1. analyze table tableName;

Try to avoid NULLs
Nulls are a special case in most databases. MySQL is no exception to this rule. They require more coding to handle internally, more checking, special index logic, and so on. Some developers simply aren’t aware, and when NULL is the default, that is the way tables are created. However it’s better to use NOT NULL in most cases, and even use a special value, such as 0 or -1 for your default value.

Optimizing COUNT (my_col) and COUNT (*)

If you’re using MyISAM tables, count(*) with no where clause is very fast because the statistics on rowcounts is exact. So MySQL doesn’t have to look at the table at all to get the count. The same can be said for count(my_col) if that column is NOT NULL.

If you are doing count() with a where clause, there’s not much you can do to optimize it further, beyond the obvious of indexing the column in the where clause.
MyISAM keeps an internal cache of table meta-data like the number of rows. This means that, generally, COUNT(*) incurs no additional cost for a well-structured query. InnoDB, however, has no such cache. For a concrete example, let’s say we’re trying to paginate a query. If you have a query SELECT * FROM users LIMIT 5,10, let’s say, running SELECT COUNT(*) FROM users LIMIT 5,10 is essentially free with MyISAM but takes the same amount of time as the first query with InnoDB. MySQL has a SQL_CALC_FOUND_ROWS option which tells InnoDB to calculate the number of rows as it runs the query, which can then be retreived by executing SELECT FOUND_ROWS().

Optimizing Subqueries

MySQL’s query optimization engine isn’t always the most efficient when it comes to subqueries. That’s why it is often a good idea to convert a subquery to a join. Joins have already been handled properly by the optimizer. Of course, be sure the column you’re joining on in the second table is indexed. On the first table MySQL usually does a full table scan on against the subset of rows from the second table. This is part of the nested loops algorithm, which MySQL often engages to perform join operations.

SELECT a.id,
(SELECT MAX(created)
FROM posts
WHERE author_id = a.id)
AS latest_post
FROM authors a

Since this subquery is correlated, i.e., references a table in the outer query, one should convert the subquery to a join.
SELECT a.id, MAX(p.created) AS latest_post
FROM authors a
INNER JOIN posts p
ON (a.id = p.author_id)
GROUP BY a.id

Optimizing UNION
UNION has an interesting optimization that exists across a few different databases. It’s obvious when you think about how it works. UNION gives you the rows from two tables that don’t exist in the other. So implicitly, you are removing duplicates. To do this the MySQL database must return distinct rows, and thus must sort the data. Sorting, as we know is expensive, especially for large tables.

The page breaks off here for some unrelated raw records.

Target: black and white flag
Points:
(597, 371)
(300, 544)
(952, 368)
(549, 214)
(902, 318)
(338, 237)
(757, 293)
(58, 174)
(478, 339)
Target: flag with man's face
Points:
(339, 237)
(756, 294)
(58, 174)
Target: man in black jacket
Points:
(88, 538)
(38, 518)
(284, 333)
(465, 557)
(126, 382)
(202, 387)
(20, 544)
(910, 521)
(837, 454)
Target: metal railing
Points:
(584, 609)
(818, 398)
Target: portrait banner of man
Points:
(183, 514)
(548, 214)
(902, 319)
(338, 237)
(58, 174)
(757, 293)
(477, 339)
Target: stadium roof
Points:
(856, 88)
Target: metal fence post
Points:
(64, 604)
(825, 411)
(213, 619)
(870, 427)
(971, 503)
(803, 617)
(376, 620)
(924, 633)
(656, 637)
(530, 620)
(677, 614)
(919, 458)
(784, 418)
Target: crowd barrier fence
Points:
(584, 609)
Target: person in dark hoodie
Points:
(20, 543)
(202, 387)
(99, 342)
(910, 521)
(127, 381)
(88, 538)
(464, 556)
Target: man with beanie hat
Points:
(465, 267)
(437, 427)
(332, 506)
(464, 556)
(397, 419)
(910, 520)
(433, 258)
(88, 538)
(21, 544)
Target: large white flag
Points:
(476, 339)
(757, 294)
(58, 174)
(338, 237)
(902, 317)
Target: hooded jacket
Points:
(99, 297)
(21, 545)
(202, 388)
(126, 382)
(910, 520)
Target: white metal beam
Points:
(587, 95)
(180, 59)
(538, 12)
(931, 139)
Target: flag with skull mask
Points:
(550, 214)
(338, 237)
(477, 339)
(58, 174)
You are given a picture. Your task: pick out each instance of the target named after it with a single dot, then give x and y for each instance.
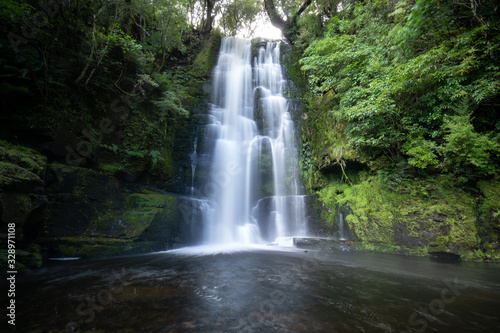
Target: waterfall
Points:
(252, 149)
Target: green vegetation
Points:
(401, 122)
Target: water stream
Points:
(252, 149)
(258, 290)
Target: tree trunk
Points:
(209, 18)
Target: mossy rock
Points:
(97, 247)
(126, 224)
(205, 60)
(155, 200)
(26, 158)
(412, 217)
(14, 178)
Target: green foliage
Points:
(394, 79)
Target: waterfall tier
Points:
(250, 142)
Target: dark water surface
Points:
(259, 290)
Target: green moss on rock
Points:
(412, 217)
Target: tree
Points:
(289, 26)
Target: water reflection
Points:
(260, 290)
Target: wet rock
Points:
(439, 217)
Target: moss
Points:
(205, 60)
(110, 168)
(14, 177)
(151, 199)
(96, 247)
(124, 224)
(412, 216)
(23, 157)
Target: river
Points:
(259, 289)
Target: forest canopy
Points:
(390, 84)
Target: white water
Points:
(253, 160)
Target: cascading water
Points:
(254, 182)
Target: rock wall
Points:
(67, 211)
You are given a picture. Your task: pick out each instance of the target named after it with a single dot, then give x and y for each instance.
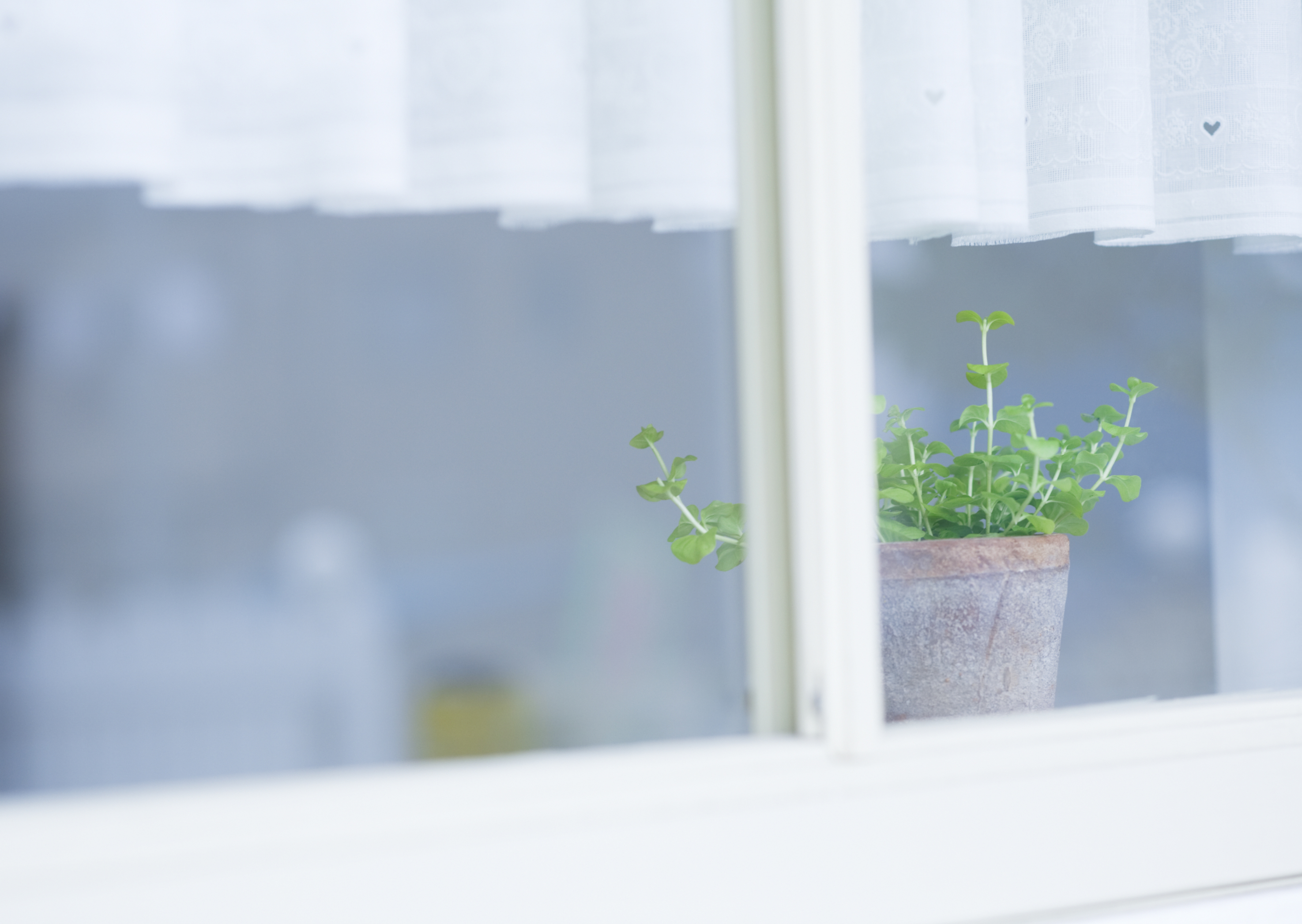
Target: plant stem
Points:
(990, 426)
(1050, 492)
(696, 525)
(663, 466)
(917, 486)
(972, 473)
(1116, 452)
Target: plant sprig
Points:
(1035, 485)
(720, 527)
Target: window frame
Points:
(1039, 816)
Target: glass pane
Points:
(288, 491)
(1138, 616)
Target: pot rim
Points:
(983, 555)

UNION ALL can very well be a big speedup for you. UNION ALL will provide the results you want, without the heavy overhead of sorting the data.

Learn Your Indices

Often your choice of indices will make or break your database. For those who haven’t progressed this far in their database studies, an index is a sort of hash. If we issue the query SELECT * FROM users WHERE last_name = ‘Goldstein’ and last_name has no index then your DBMS must scan every row of the table and compare it to the string ‘Goldstein.’ An index is usually a B-tree (though there are other options) which speeds up this comparison considerably.

You should probably create indices for any field on which you are selecting, grouping, ordering, or joining. Obviously each index requires space proportional to the number of rows in your table, so too many indices winds up taking more memory. You also incur a performance hit on write operations, since every write now requires that the corresponding index be updated.

Read Peter Zaitsev’s MySQL Performance Blog if you’re into the nitty-gritty of MySQL performance. He covers many of the finer aspects of database administration and performance.